Nell'area archeologico-monumentale della Pieve del San Vitale sono organizzate dall'associazione Bailando attività di esplorazione a carattere storico e culturale del sito, con particolare attenzione però al territorio ampio in cui essa è incastonata – in particolare ai cammini antichi quali via Matildica del Volto Santo e sentiero Spallanzani. Anche in collaborazione con altre associazioni del territorio, sono realizzate iniziative di valorizzazione culturale, come seminari, concerti, convegni.
Inoltre, sono disponibili laboratori didattici, realizzati in prospettiva multimediale, e adattabili alle scuole di ogni ordine e grado, che unendo l'analisi dei reperti del Museo Lapideo (cuore della Pieve), documenti antichi e pratiche di storytelling, accompagnino gli studenti alla scoperta del territorio attraverso la lente della storia.
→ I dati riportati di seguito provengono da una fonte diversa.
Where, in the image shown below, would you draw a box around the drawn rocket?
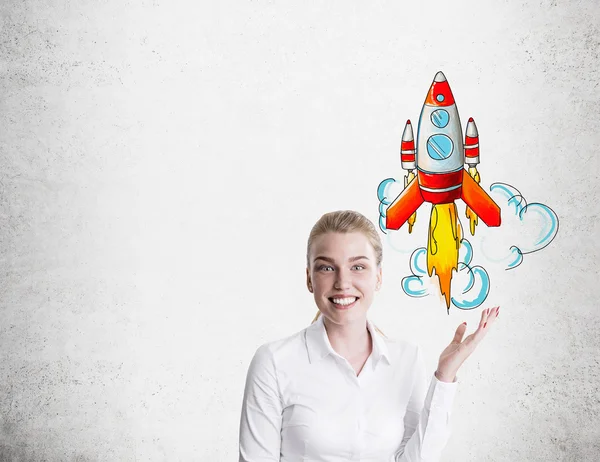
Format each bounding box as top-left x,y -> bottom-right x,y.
386,72 -> 501,229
Sul fronte della ricettività, l'antica canonica è stata mirabilmente recuperata e trasformata in ostello, capace di accogliere sino a capienza di 30 ospiti, con annesso ristorante. In particolare, quest'ultimo si caratterizza per l'offerta di piatti prevalentemente legati alla gastronomia tradizionale, in ogni caso realizzati con materie prime di alta qualità e a chilometro zero.
Pieve di San Vitale e Museo in breve:
I primi abitanti socialmente organizzati di quest’area furono, sin dal VI secolo a.C., i Liguri Verabolensens - definizione spregiativa, data dai nemici romani - che li identificava come “lanciatori di giavellotti”. Essi elessero il monte Letum (San Vitale) a fulcro politico-amministrativo-militare del “dipartimento” che abbracciava l’intero Appennino reggiano e modenese. Proprio in questo luogo, divampò la guerra in cui i Liguri furono trascinati dai Romani a partire dal 256 a.C., e che li vide sconfitti nel 176 a.C..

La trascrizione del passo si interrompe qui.